Whether we buy into the stories or not, Yearning is Truth. Most of us hold this aching deep within us. For many of us it is connected to a desire for creative expression in the most expansive sense of that term. We ache to express that Yearning in some form. It feels as if the expression releases a domain of our breath which we are holding without releasing. It has little to do with professions and roles, with moral paradigms of service, and with economic demands of productivity.
It may be expressed as daydreaming. Or a languid walk to be wondrous at the sunset.
Wonder is inherent in the expression of Yearning. And it is not wonder at a magnificent historical building. It is not wonder at mastering some difficult intellectual proposition or physical technique.
Rather, it is wonder at the bright red crest of a rare black cockatoo. Or the heart-stopping laughter of the kookaburras. Or the way in which a tree Yearns towards the skies.

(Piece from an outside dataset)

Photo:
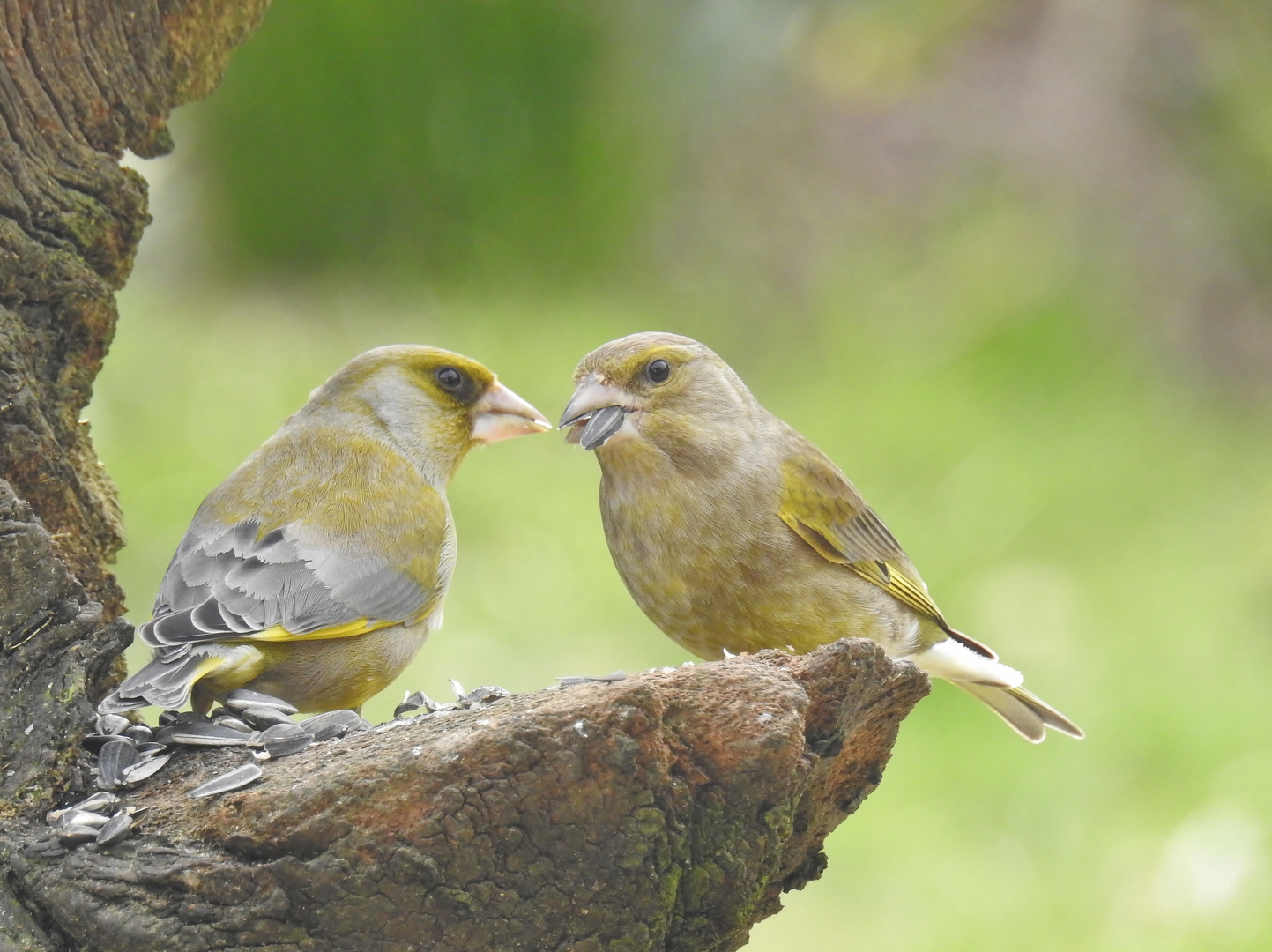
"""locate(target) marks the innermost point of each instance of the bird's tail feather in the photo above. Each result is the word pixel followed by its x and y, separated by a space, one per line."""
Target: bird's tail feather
pixel 163 684
pixel 1024 711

Wonder is the soil which holds the expression of our Yearning. To wonder is to be free of self-importance. Narratives of service, purpose and meaning can, inadvertently, contribute to one’s self-importance in ways that can disconnect us from our Yearning. Self-importance is mediated by external authority where we seek affirmation of our importance. Liberation from these narratives brings us in contact with our simplicity, which is the beginning of wonder.
Turning towards that ache is a courageous movement. It asks us to shed the need for permission and affirmation. This turning is the most urgent and vital of life-affirming acts we can do. It is not an act of the mind for this Yearning is elusive to the mind.
Yearning rises in the sensations of our bodies and expresses itself in archetypal movements that connect us to the life force pulsating through everything in Nature—trees, birds, animals and insects.
It is this Yearning that connects us to our passion, and the passion of Nature’s beauteous dance. Yearning is coloured in beauty, poignancy, fear and wonder in equal measure. As is life itself. To taste and move Yearning is to move the deep Truth about Reality. Yearning allows for the emergence of its own cosmos where the universes become intimate, and vastness is personal.
In denying this connection to our Yearning and desire we dismember the ancient ache that brought this life and this form into manifestation, and which allows us to taste the “purpose” for which we seek all our lives.